They Don’t Remember
I don’t know how it is for you but for me sometimes reading someone else’s post may cause the hamster wheel of my mind to turn to some other, peripherally related, subject. In this case reading James Joyner’s post about Barack Obama’s answer to the question, Who are our top three allies? made me wonder whether thinking about the European Union as a whole, Senator Obama’s answer to the question, made any sense.
I don’t think it does. It might in ten or twenty years but it probably doesn’t now. The EU is in the rather peculiar developmental condition of having both a common foreign policy and individual national foreign policies. They’re at about the same stage in their experiment with federalism that we were before our Civil War—maybe even the way we were during the period of the Articles of Confederation.
Some members of the European Union, e.g. the United Kingdom, are extremely close allies. Others, e.g. France, might best be thought of as competitors. I’ve heard some characterize those as hostile, non-belligerent. I think that’s probably a little excessive.

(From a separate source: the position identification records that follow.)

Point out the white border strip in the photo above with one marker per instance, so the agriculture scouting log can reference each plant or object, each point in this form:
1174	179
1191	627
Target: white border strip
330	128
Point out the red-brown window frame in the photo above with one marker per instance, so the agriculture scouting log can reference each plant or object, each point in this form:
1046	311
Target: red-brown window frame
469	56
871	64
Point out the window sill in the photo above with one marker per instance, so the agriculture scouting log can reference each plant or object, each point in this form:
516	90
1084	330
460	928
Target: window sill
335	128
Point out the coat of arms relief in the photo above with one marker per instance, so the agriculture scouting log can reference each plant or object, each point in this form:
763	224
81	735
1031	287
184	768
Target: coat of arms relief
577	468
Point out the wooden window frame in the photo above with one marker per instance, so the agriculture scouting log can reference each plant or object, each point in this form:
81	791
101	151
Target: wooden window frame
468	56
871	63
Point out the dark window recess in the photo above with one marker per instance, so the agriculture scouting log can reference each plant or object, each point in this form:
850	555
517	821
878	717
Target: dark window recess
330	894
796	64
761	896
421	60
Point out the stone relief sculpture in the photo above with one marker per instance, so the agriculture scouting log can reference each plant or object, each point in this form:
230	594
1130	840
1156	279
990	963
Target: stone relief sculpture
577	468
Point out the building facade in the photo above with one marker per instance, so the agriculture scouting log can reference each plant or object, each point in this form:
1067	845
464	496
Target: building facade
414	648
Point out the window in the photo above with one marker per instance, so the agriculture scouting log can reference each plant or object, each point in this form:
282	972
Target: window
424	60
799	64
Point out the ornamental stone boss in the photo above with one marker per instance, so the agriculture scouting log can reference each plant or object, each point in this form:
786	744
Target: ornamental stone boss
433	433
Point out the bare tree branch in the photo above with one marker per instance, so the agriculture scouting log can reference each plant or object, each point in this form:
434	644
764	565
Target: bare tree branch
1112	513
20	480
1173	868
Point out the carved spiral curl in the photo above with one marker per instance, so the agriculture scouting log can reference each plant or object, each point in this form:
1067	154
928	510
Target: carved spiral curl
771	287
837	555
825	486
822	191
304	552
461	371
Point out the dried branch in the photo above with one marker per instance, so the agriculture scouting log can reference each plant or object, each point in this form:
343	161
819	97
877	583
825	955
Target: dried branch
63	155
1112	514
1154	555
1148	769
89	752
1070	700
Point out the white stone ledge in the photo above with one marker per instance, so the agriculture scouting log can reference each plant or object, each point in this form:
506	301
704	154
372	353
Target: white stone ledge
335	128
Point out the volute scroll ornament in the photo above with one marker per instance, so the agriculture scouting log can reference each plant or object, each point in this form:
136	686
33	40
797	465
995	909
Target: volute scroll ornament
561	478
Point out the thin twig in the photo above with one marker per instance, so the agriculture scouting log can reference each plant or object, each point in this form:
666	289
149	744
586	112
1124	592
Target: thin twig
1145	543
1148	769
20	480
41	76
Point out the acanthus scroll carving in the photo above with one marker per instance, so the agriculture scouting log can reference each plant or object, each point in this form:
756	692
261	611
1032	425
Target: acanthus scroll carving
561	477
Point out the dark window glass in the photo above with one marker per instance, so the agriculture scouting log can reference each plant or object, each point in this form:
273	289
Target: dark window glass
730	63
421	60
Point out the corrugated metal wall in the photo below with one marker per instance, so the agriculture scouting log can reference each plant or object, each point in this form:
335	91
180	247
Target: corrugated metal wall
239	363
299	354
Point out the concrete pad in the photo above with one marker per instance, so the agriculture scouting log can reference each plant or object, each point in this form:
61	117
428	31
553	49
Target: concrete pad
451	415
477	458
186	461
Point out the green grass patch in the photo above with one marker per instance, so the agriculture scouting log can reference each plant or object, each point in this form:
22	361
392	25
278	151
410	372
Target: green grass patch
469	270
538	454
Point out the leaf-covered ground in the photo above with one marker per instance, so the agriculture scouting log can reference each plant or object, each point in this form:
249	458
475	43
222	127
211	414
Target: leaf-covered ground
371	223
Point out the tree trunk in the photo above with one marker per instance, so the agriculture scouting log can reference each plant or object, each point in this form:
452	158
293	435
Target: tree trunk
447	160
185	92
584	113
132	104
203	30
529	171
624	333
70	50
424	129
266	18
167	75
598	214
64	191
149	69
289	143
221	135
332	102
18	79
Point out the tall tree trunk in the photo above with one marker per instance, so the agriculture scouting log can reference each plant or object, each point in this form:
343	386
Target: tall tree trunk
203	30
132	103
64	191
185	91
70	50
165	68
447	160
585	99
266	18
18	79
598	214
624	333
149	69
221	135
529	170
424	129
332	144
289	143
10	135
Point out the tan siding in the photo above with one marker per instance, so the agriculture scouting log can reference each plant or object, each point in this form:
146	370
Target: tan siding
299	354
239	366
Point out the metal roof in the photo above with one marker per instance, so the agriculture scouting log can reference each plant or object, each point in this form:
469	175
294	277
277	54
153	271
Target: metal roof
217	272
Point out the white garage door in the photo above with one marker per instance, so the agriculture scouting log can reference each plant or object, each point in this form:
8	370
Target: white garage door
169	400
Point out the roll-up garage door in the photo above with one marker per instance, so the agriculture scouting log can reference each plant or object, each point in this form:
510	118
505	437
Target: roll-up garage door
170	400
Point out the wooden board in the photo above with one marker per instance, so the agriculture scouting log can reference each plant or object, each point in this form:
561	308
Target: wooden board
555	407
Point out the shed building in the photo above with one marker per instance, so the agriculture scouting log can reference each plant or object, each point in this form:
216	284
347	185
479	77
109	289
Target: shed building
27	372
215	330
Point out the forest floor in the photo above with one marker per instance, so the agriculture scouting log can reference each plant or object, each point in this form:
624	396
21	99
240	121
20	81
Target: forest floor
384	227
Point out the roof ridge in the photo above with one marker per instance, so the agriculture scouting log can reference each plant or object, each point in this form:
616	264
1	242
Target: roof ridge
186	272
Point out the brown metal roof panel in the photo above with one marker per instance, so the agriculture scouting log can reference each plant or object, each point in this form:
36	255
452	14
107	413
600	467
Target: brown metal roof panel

I sincerely doubt that any of the members of the EU are actually hostile to us.
Then I began to think about France and I realized that, regardless of which candidate wins the second round election for the French presidency, neither the President of France nor the Chancellor of Germany will remember a time in which the power of the United States wasn’t an important foreign policy reality. It will be the first time. They don’t remember life without the United States.